As soon as it arrives in Spain, propagated by its own boss, Rubén Darío, it triumphs in the peninsula, determining a new orientation in Spanish poetry: Francisco Villa Espesa, first; and Juan Ramón Jiménez and Antonio Machado later, would create the group of peninsular poets influenced by Rubén Darío.
Rubén Darío
Rubén Darío
Rubén Darío, pseudonym of Félix Rubén García Sarmiento (1867 - 1916), originally from Nicaragua, stands as the modernist writer par excellence; His influence on Hispanic and universal literature is widely recognized among others by Juan Ramón Jiménez and Antonio Machado. The poet promotes an anarchist aesthetic that must be translated into a modus vivendi, a new way of life expressed in literary idealism, in the aristocratic role that they grant to intellectual tasks - and especially artistic ones - in their bohemian or less manifest and in concern for the work well done.
José Martí
José Martí
Martí was the most prominent author among the initiators of modernism. He played an important role as a journalist and politically struggled for the independence of Cuba.

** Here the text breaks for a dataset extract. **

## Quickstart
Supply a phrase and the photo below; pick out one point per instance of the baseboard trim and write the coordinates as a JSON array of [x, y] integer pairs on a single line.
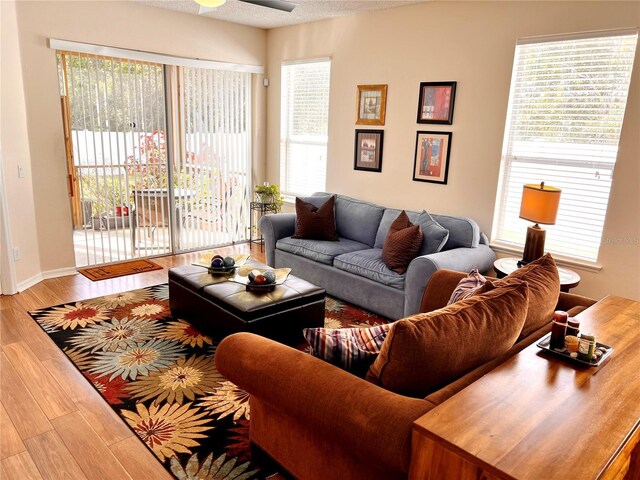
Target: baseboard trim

As a poet he stands out for his intimacy and his little rhetoric. In the prologue of one of his works, he confesses: “I did not mend this one and that one (verses), but I cut one myself. They are written, not in academy ink, but in my own blood. ”
His best works are: Ismaelillo, a set of poems dedicated to his son; Versos Libres, in which he seeks freedom; Versos Simples, in which he sings the simplicity and naturalness of the desert flowers.
Manuel Gutiérrez Nájera
His work presents two facets, the prose writer and the poet. As a poet, the influences of Spanish mystical authors and French poetry have been commented. His poetry is delicate and very special care, his best known poem is La Duquesa Job.
José Antonio Silva
He was a romantic writer in an early era, and then adopted modernism as a form of expression. He suffered frequent misfortunes and ended up committing suicide. His most important poems are: Un poema, in which he presents a new concept of poetry and Nocturno, in which he uses Castillian on the basis of classical poetic forms.